Michael> Doug Ledford wrote:
Michael> []
>> 1.0, 1.1, and 1.2 are the same format, just in different positions on
>> the disk.  Of the three, the 1.1 format is the safest to use since it
>> won't allow you to accidentally have some sort of metadata between the
>> beginning of the disk and the raid superblock (such as an lvm2
>> superblock), and hence whenever the raid array isn't up, you won't be
>> able to accidentally mount the lvm2 volumes, filesystem, etc.  (In worse
>> case situations, I've seen lvm2 find a superblock on one RAID1 array
>> member when the RAID1 array was down, the system came up, you used the
>> system, the two copies of the raid array were made drastically
>> inconsistent, then at the next reboot, the situation that prevented the
>> RAID1 from starting was resolved, and it never know it failed to start
>> last time, and the two inconsistent members we put back into a clean
>> array).  So, deprecating any of these is not really helpful.  And you
>> need to keep the old 0.90 format around for back compatibility with
>> thousands of existing raid arrays.

Michael> Well, I strongly, completely disagree.  You described a
Michael> real-world situation, and that's unfortunate, BUT: for at
Michael> least raid1, there ARE cases, pretty valid ones, when one
Michael> NEEDS to mount the filesystem without bringing up raid.
Michael> Raid1 allows that.

Please describe one such case please.  There have certainly been hacks
of various RAID systems on other OSes such as Solaris where the VxVM
and/or Solstice DiskSuite allowed you to encapsulate an existing
partition into a RAID array.  

But in my experience (and I'm a professional sysadm... :-) it's not
really all that useful, and can lead to problems liks those described
by Doug.  

If you are going to mirror an existing filesystem, then by definition
you have a second disk or partition available for the purpose.  So you
would merely setup the new RAID1, in degraded mode, using the new
partition as the base.  Then you copy the data over to the new RAID1
device, change your boot setup, and reboot.
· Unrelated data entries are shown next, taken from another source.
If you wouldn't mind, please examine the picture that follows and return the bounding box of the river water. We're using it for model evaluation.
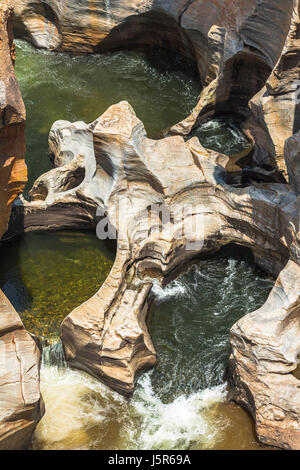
[0,41,274,449]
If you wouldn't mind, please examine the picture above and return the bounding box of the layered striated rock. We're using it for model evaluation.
[240,1,300,177]
[15,0,299,181]
[11,0,300,449]
[230,261,300,449]
[8,102,297,404]
[0,1,27,238]
[0,1,43,449]
[0,291,44,450]
[230,133,300,449]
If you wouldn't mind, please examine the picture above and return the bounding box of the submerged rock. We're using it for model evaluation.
[10,102,300,448]
[5,0,300,449]
[0,1,43,449]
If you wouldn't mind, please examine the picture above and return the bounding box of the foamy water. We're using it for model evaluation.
[34,350,226,450]
[34,248,272,450]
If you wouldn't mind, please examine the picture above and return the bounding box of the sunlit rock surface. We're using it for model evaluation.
[0,1,27,238]
[14,102,300,448]
[8,0,300,449]
[0,1,43,449]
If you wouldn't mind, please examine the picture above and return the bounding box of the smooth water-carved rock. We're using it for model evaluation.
[0,291,44,450]
[15,0,299,182]
[240,2,300,176]
[10,102,297,408]
[230,261,300,449]
[0,1,27,238]
[11,0,300,449]
[0,1,43,449]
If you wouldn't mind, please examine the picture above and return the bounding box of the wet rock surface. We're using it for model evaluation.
[3,0,300,449]
[0,1,43,449]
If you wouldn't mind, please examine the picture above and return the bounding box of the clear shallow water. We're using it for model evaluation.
[16,40,201,189]
[8,41,272,449]
[4,242,273,449]
[192,116,251,155]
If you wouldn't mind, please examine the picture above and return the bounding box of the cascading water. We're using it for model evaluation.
[0,41,272,449]
[104,0,114,25]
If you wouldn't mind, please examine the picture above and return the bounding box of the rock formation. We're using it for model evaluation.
[0,291,44,450]
[10,0,300,449]
[9,102,299,418]
[0,1,43,449]
[15,0,299,180]
[0,2,27,238]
Once that is done, you can then add the original partition into the
RAID1 array.  

As Doug says, and I agree strongly, you DO NOT want to have the
possibility of confusion and data loss, especially on bootup.  And
this leads to the heart of my initial post on this matter, that the
confusion of having four different variations of RAID superblocks is
bad.  We should deprecate them down to just two, the old 0.90 format,
and the new 1.x format at the start of the RAID volume.